There are various considerations, not all of them wholly creditable, which will lead many to turn a willing ear to this new prophesying; but, though it makes much of evolution, it seems to me to have the whole trend of the social evolution against it, and to give the lie to that patient sympathetic insight into the lives of other classes and peoples, which is one of the finest products of the ethical evolution of the race.
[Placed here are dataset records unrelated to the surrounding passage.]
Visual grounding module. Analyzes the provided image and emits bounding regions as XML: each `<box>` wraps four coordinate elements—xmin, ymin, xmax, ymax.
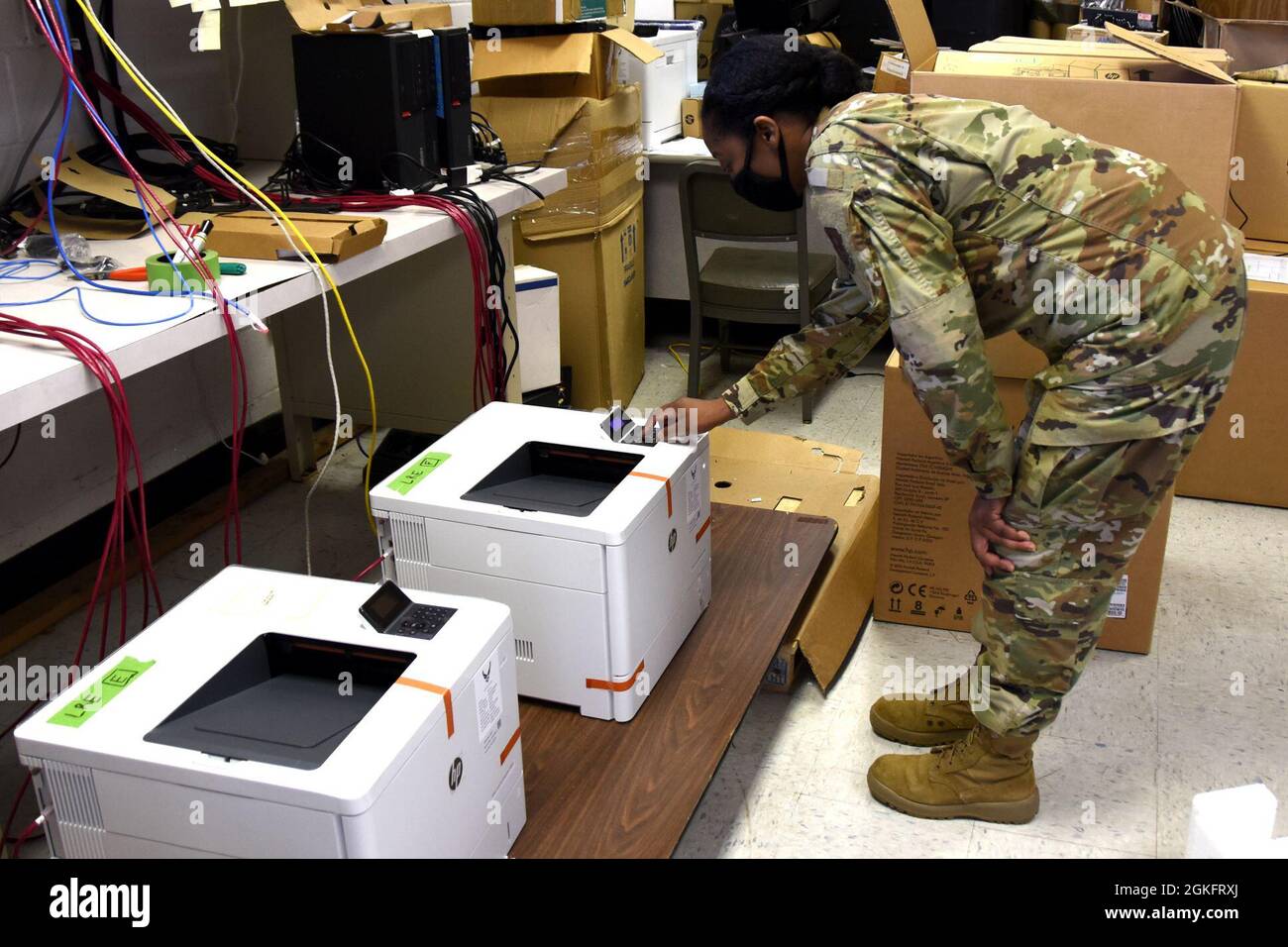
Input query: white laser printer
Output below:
<box><xmin>371</xmin><ymin>402</ymin><xmax>711</xmax><ymax>721</ymax></box>
<box><xmin>16</xmin><ymin>567</ymin><xmax>525</xmax><ymax>858</ymax></box>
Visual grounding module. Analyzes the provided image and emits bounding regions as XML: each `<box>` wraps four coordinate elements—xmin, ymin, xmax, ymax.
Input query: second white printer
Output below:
<box><xmin>371</xmin><ymin>402</ymin><xmax>711</xmax><ymax>721</ymax></box>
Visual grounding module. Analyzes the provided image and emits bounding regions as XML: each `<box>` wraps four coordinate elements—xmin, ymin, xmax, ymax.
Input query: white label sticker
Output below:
<box><xmin>684</xmin><ymin>462</ymin><xmax>702</xmax><ymax>532</ymax></box>
<box><xmin>1109</xmin><ymin>574</ymin><xmax>1127</xmax><ymax>618</ymax></box>
<box><xmin>474</xmin><ymin>646</ymin><xmax>505</xmax><ymax>753</ymax></box>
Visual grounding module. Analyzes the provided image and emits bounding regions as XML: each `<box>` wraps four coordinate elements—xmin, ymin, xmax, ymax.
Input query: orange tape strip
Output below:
<box><xmin>631</xmin><ymin>471</ymin><xmax>673</xmax><ymax>519</ymax></box>
<box><xmin>587</xmin><ymin>661</ymin><xmax>644</xmax><ymax>693</ymax></box>
<box><xmin>394</xmin><ymin>678</ymin><xmax>456</xmax><ymax>740</ymax></box>
<box><xmin>501</xmin><ymin>727</ymin><xmax>523</xmax><ymax>767</ymax></box>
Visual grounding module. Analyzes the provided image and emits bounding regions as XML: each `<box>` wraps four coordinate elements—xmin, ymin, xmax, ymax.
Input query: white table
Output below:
<box><xmin>0</xmin><ymin>168</ymin><xmax>567</xmax><ymax>474</ymax></box>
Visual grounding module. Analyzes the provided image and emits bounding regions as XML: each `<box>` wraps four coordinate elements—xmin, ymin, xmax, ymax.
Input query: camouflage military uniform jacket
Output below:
<box><xmin>722</xmin><ymin>94</ymin><xmax>1244</xmax><ymax>496</ymax></box>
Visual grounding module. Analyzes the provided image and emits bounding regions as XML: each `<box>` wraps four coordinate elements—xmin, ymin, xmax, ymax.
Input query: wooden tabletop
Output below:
<box><xmin>510</xmin><ymin>504</ymin><xmax>836</xmax><ymax>858</ymax></box>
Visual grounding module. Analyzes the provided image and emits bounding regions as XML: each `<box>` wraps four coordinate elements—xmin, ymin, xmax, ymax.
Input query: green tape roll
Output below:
<box><xmin>143</xmin><ymin>250</ymin><xmax>219</xmax><ymax>295</ymax></box>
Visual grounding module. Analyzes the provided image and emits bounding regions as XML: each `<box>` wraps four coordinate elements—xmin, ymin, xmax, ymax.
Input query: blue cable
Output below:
<box><xmin>17</xmin><ymin>0</ymin><xmax>237</xmax><ymax>327</ymax></box>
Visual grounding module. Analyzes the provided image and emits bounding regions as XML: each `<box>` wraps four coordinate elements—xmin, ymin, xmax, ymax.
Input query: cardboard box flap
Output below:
<box><xmin>1105</xmin><ymin>21</ymin><xmax>1235</xmax><ymax>85</ymax></box>
<box><xmin>284</xmin><ymin>0</ymin><xmax>452</xmax><ymax>34</ymax></box>
<box><xmin>349</xmin><ymin>4</ymin><xmax>452</xmax><ymax>30</ymax></box>
<box><xmin>284</xmin><ymin>0</ymin><xmax>362</xmax><ymax>34</ymax></box>
<box><xmin>708</xmin><ymin>428</ymin><xmax>863</xmax><ymax>474</ymax></box>
<box><xmin>886</xmin><ymin>0</ymin><xmax>939</xmax><ymax>69</ymax></box>
<box><xmin>473</xmin><ymin>30</ymin><xmax>662</xmax><ymax>82</ymax></box>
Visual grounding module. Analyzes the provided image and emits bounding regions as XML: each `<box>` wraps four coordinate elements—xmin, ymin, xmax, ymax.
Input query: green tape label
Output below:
<box><xmin>389</xmin><ymin>451</ymin><xmax>452</xmax><ymax>496</ymax></box>
<box><xmin>49</xmin><ymin>657</ymin><xmax>156</xmax><ymax>727</ymax></box>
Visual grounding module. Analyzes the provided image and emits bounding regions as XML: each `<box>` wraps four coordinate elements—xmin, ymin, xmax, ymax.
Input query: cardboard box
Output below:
<box><xmin>1227</xmin><ymin>77</ymin><xmax>1288</xmax><ymax>241</ymax></box>
<box><xmin>472</xmin><ymin>29</ymin><xmax>662</xmax><ymax>99</ymax></box>
<box><xmin>698</xmin><ymin>40</ymin><xmax>715</xmax><ymax>82</ymax></box>
<box><xmin>886</xmin><ymin>0</ymin><xmax>1239</xmax><ymax>215</ymax></box>
<box><xmin>1176</xmin><ymin>279</ymin><xmax>1288</xmax><ymax>507</ymax></box>
<box><xmin>474</xmin><ymin>0</ymin><xmax>626</xmax><ymax>26</ymax></box>
<box><xmin>200</xmin><ymin>210</ymin><xmax>389</xmax><ymax>263</ymax></box>
<box><xmin>284</xmin><ymin>0</ymin><xmax>452</xmax><ymax>34</ymax></box>
<box><xmin>514</xmin><ymin>196</ymin><xmax>644</xmax><ymax>410</ymax></box>
<box><xmin>873</xmin><ymin>353</ymin><xmax>1171</xmax><ymax>655</ymax></box>
<box><xmin>1171</xmin><ymin>0</ymin><xmax>1288</xmax><ymax>72</ymax></box>
<box><xmin>680</xmin><ymin>99</ymin><xmax>702</xmax><ymax>138</ymax></box>
<box><xmin>711</xmin><ymin>425</ymin><xmax>880</xmax><ymax>690</ymax></box>
<box><xmin>473</xmin><ymin>85</ymin><xmax>644</xmax><ymax>237</ymax></box>
<box><xmin>675</xmin><ymin>0</ymin><xmax>729</xmax><ymax>43</ymax></box>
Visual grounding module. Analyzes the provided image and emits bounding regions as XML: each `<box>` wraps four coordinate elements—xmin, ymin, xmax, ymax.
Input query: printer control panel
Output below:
<box><xmin>358</xmin><ymin>581</ymin><xmax>456</xmax><ymax>640</ymax></box>
<box><xmin>385</xmin><ymin>605</ymin><xmax>456</xmax><ymax>638</ymax></box>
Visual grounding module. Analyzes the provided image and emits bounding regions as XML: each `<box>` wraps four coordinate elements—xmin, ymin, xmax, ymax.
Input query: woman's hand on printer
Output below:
<box><xmin>648</xmin><ymin>398</ymin><xmax>737</xmax><ymax>441</ymax></box>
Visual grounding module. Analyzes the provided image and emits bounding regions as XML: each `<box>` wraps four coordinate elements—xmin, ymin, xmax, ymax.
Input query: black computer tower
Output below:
<box><xmin>291</xmin><ymin>33</ymin><xmax>440</xmax><ymax>191</ymax></box>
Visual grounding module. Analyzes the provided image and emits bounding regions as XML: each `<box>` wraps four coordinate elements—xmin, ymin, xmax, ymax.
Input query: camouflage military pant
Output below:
<box><xmin>971</xmin><ymin>428</ymin><xmax>1202</xmax><ymax>733</ymax></box>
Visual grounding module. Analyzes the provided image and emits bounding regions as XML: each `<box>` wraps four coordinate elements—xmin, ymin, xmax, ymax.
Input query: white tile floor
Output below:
<box><xmin>0</xmin><ymin>348</ymin><xmax>1288</xmax><ymax>858</ymax></box>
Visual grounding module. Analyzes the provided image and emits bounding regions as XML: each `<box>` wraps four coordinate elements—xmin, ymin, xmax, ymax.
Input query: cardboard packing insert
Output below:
<box><xmin>709</xmin><ymin>425</ymin><xmax>881</xmax><ymax>690</ymax></box>
<box><xmin>200</xmin><ymin>210</ymin><xmax>389</xmax><ymax>263</ymax></box>
<box><xmin>877</xmin><ymin>0</ymin><xmax>1239</xmax><ymax>215</ymax></box>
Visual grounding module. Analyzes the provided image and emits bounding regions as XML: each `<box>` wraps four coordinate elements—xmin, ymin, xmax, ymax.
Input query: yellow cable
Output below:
<box><xmin>76</xmin><ymin>0</ymin><xmax>376</xmax><ymax>532</ymax></box>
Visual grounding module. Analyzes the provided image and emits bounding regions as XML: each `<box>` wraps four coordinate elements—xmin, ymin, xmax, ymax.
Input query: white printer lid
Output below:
<box><xmin>371</xmin><ymin>402</ymin><xmax>705</xmax><ymax>546</ymax></box>
<box><xmin>14</xmin><ymin>566</ymin><xmax>511</xmax><ymax>814</ymax></box>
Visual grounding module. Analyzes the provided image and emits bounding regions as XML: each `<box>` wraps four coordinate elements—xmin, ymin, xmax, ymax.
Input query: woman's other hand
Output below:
<box><xmin>648</xmin><ymin>398</ymin><xmax>735</xmax><ymax>441</ymax></box>
<box><xmin>970</xmin><ymin>494</ymin><xmax>1037</xmax><ymax>576</ymax></box>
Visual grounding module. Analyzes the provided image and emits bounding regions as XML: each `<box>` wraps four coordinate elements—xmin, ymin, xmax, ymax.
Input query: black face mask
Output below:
<box><xmin>733</xmin><ymin>128</ymin><xmax>805</xmax><ymax>210</ymax></box>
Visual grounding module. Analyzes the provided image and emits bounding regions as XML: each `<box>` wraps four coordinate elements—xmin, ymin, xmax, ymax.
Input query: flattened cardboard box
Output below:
<box><xmin>1227</xmin><ymin>78</ymin><xmax>1288</xmax><ymax>241</ymax></box>
<box><xmin>1176</xmin><ymin>277</ymin><xmax>1288</xmax><ymax>507</ymax></box>
<box><xmin>879</xmin><ymin>0</ymin><xmax>1239</xmax><ymax>215</ymax></box>
<box><xmin>514</xmin><ymin>194</ymin><xmax>644</xmax><ymax>410</ymax></box>
<box><xmin>472</xmin><ymin>0</ymin><xmax>626</xmax><ymax>26</ymax></box>
<box><xmin>711</xmin><ymin>425</ymin><xmax>880</xmax><ymax>691</ymax></box>
<box><xmin>873</xmin><ymin>353</ymin><xmax>1172</xmax><ymax>655</ymax></box>
<box><xmin>200</xmin><ymin>210</ymin><xmax>389</xmax><ymax>263</ymax></box>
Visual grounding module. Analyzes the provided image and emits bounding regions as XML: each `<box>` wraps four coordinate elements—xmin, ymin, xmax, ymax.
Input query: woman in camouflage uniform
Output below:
<box><xmin>669</xmin><ymin>38</ymin><xmax>1245</xmax><ymax>822</ymax></box>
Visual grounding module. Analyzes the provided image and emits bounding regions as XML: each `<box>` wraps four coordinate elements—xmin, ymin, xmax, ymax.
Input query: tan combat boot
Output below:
<box><xmin>868</xmin><ymin>678</ymin><xmax>975</xmax><ymax>746</ymax></box>
<box><xmin>868</xmin><ymin>727</ymin><xmax>1038</xmax><ymax>824</ymax></box>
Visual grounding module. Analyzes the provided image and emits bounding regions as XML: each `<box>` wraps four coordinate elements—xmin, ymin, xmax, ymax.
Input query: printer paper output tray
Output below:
<box><xmin>145</xmin><ymin>634</ymin><xmax>413</xmax><ymax>770</ymax></box>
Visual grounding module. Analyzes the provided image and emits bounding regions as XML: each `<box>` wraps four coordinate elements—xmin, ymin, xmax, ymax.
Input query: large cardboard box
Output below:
<box><xmin>473</xmin><ymin>0</ymin><xmax>626</xmax><ymax>26</ymax></box>
<box><xmin>471</xmin><ymin>29</ymin><xmax>664</xmax><ymax>99</ymax></box>
<box><xmin>711</xmin><ymin>425</ymin><xmax>880</xmax><ymax>690</ymax></box>
<box><xmin>873</xmin><ymin>353</ymin><xmax>1172</xmax><ymax>655</ymax></box>
<box><xmin>473</xmin><ymin>85</ymin><xmax>644</xmax><ymax>237</ymax></box>
<box><xmin>1227</xmin><ymin>78</ymin><xmax>1288</xmax><ymax>241</ymax></box>
<box><xmin>514</xmin><ymin>197</ymin><xmax>644</xmax><ymax>408</ymax></box>
<box><xmin>283</xmin><ymin>0</ymin><xmax>452</xmax><ymax>34</ymax></box>
<box><xmin>1176</xmin><ymin>279</ymin><xmax>1288</xmax><ymax>506</ymax></box>
<box><xmin>879</xmin><ymin>0</ymin><xmax>1239</xmax><ymax>215</ymax></box>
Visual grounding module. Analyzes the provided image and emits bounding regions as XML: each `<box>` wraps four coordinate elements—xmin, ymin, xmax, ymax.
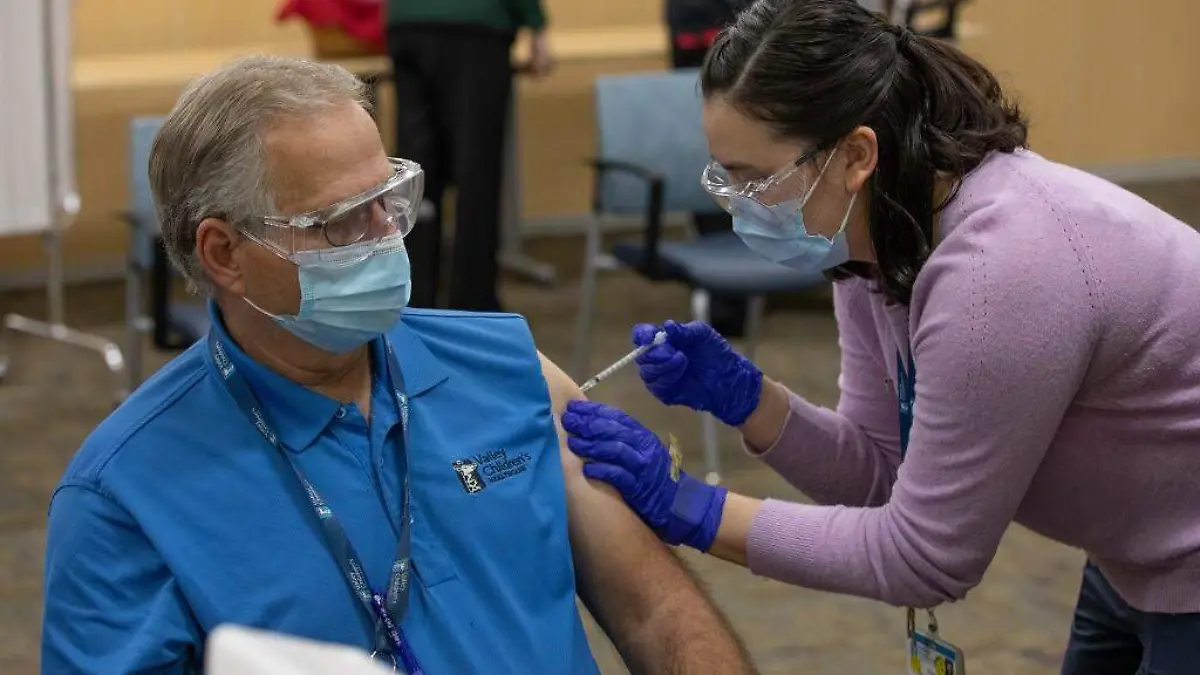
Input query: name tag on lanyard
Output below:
<box><xmin>896</xmin><ymin>352</ymin><xmax>917</xmax><ymax>461</ymax></box>
<box><xmin>896</xmin><ymin>352</ymin><xmax>966</xmax><ymax>675</ymax></box>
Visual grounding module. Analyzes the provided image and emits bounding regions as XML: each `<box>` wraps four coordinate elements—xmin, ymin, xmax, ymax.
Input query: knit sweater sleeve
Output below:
<box><xmin>748</xmin><ymin>184</ymin><xmax>1103</xmax><ymax>607</ymax></box>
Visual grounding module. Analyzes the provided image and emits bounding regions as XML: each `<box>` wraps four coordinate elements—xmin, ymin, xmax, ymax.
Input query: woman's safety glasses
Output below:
<box><xmin>245</xmin><ymin>159</ymin><xmax>425</xmax><ymax>263</ymax></box>
<box><xmin>700</xmin><ymin>145</ymin><xmax>823</xmax><ymax>213</ymax></box>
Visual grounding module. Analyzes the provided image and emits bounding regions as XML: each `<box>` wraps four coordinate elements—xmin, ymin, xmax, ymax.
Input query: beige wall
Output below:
<box><xmin>0</xmin><ymin>0</ymin><xmax>1200</xmax><ymax>276</ymax></box>
<box><xmin>962</xmin><ymin>0</ymin><xmax>1200</xmax><ymax>167</ymax></box>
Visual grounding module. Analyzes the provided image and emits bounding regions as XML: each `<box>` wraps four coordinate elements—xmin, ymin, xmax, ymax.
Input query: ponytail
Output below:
<box><xmin>701</xmin><ymin>0</ymin><xmax>1028</xmax><ymax>305</ymax></box>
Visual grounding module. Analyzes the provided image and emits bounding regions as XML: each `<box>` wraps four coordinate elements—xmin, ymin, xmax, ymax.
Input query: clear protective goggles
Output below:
<box><xmin>700</xmin><ymin>145</ymin><xmax>833</xmax><ymax>211</ymax></box>
<box><xmin>242</xmin><ymin>157</ymin><xmax>425</xmax><ymax>264</ymax></box>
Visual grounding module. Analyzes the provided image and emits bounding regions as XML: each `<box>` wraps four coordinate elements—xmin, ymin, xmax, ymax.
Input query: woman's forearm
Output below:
<box><xmin>708</xmin><ymin>492</ymin><xmax>762</xmax><ymax>567</ymax></box>
<box><xmin>739</xmin><ymin>377</ymin><xmax>791</xmax><ymax>450</ymax></box>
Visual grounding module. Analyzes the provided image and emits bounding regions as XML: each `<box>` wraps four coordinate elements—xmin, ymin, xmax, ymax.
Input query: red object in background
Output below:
<box><xmin>676</xmin><ymin>28</ymin><xmax>721</xmax><ymax>52</ymax></box>
<box><xmin>276</xmin><ymin>0</ymin><xmax>388</xmax><ymax>53</ymax></box>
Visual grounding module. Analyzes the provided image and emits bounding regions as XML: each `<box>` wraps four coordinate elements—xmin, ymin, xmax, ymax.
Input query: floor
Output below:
<box><xmin>0</xmin><ymin>183</ymin><xmax>1200</xmax><ymax>675</ymax></box>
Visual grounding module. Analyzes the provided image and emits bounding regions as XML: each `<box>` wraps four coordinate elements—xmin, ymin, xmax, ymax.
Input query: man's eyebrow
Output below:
<box><xmin>713</xmin><ymin>157</ymin><xmax>758</xmax><ymax>172</ymax></box>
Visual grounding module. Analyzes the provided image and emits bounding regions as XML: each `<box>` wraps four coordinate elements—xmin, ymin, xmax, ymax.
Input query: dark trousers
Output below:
<box><xmin>388</xmin><ymin>25</ymin><xmax>514</xmax><ymax>311</ymax></box>
<box><xmin>671</xmin><ymin>32</ymin><xmax>746</xmax><ymax>338</ymax></box>
<box><xmin>1062</xmin><ymin>562</ymin><xmax>1200</xmax><ymax>675</ymax></box>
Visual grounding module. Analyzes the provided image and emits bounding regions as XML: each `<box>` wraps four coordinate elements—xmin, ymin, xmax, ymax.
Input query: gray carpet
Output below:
<box><xmin>0</xmin><ymin>183</ymin><xmax>1200</xmax><ymax>675</ymax></box>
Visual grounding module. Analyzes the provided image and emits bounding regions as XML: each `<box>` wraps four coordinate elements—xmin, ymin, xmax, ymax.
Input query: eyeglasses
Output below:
<box><xmin>700</xmin><ymin>145</ymin><xmax>824</xmax><ymax>210</ymax></box>
<box><xmin>244</xmin><ymin>157</ymin><xmax>425</xmax><ymax>259</ymax></box>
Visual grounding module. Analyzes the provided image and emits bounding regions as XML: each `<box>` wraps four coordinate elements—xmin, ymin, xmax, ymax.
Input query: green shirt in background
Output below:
<box><xmin>388</xmin><ymin>0</ymin><xmax>546</xmax><ymax>32</ymax></box>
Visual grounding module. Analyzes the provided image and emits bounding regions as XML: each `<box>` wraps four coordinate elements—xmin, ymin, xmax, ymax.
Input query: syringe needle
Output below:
<box><xmin>580</xmin><ymin>330</ymin><xmax>667</xmax><ymax>392</ymax></box>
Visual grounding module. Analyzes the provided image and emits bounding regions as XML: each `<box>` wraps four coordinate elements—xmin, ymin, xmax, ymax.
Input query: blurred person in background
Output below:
<box><xmin>386</xmin><ymin>0</ymin><xmax>553</xmax><ymax>311</ymax></box>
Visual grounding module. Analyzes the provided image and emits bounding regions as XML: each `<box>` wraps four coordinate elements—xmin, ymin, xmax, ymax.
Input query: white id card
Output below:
<box><xmin>908</xmin><ymin>631</ymin><xmax>966</xmax><ymax>675</ymax></box>
<box><xmin>908</xmin><ymin>609</ymin><xmax>967</xmax><ymax>675</ymax></box>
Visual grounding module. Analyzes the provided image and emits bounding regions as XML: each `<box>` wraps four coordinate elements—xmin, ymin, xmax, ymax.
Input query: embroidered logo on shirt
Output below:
<box><xmin>452</xmin><ymin>449</ymin><xmax>533</xmax><ymax>495</ymax></box>
<box><xmin>451</xmin><ymin>459</ymin><xmax>487</xmax><ymax>495</ymax></box>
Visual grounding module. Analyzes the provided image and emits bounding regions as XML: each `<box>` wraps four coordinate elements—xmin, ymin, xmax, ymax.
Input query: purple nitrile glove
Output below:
<box><xmin>634</xmin><ymin>321</ymin><xmax>762</xmax><ymax>426</ymax></box>
<box><xmin>563</xmin><ymin>401</ymin><xmax>726</xmax><ymax>552</ymax></box>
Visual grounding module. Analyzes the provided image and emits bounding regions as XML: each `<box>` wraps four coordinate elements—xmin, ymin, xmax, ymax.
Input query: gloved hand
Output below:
<box><xmin>634</xmin><ymin>321</ymin><xmax>762</xmax><ymax>426</ymax></box>
<box><xmin>563</xmin><ymin>401</ymin><xmax>726</xmax><ymax>551</ymax></box>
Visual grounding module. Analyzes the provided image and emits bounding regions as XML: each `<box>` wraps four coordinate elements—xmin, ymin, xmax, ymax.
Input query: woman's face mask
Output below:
<box><xmin>726</xmin><ymin>148</ymin><xmax>857</xmax><ymax>274</ymax></box>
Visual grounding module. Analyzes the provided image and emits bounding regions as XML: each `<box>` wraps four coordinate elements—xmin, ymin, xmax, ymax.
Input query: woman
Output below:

If one is tempted to believe that a good large share of the human race are really brutes in human semblance,—and our selfishness and pride and impatience and unloving lack of insight and desire to dominate may naturally tempt in this direction,—let him read that chapter of Professor James to which reference has already been made, On a Certain Blindness in Human Beings, and its pendant, What Makes a Life Significant. It may help his theology. Let him recall the words of Phillips Brooks concerning this "strange hopelessness about the world, joined to a strong hope for themselves, which we see in many good religious people." "In their hearts they recognize indubitably that God is saving them, while the aspect of the world around them seems to show them that the world is going to perdition. This is a common enough condition of mind; but I think it may be surely said that it is not a good, nor can it be a permanent, condition. God has mercifully made us so that no man can constantly and purely believe in any great privilege for himself unless he believes in at least the possibility of the same privilege for other men."[69]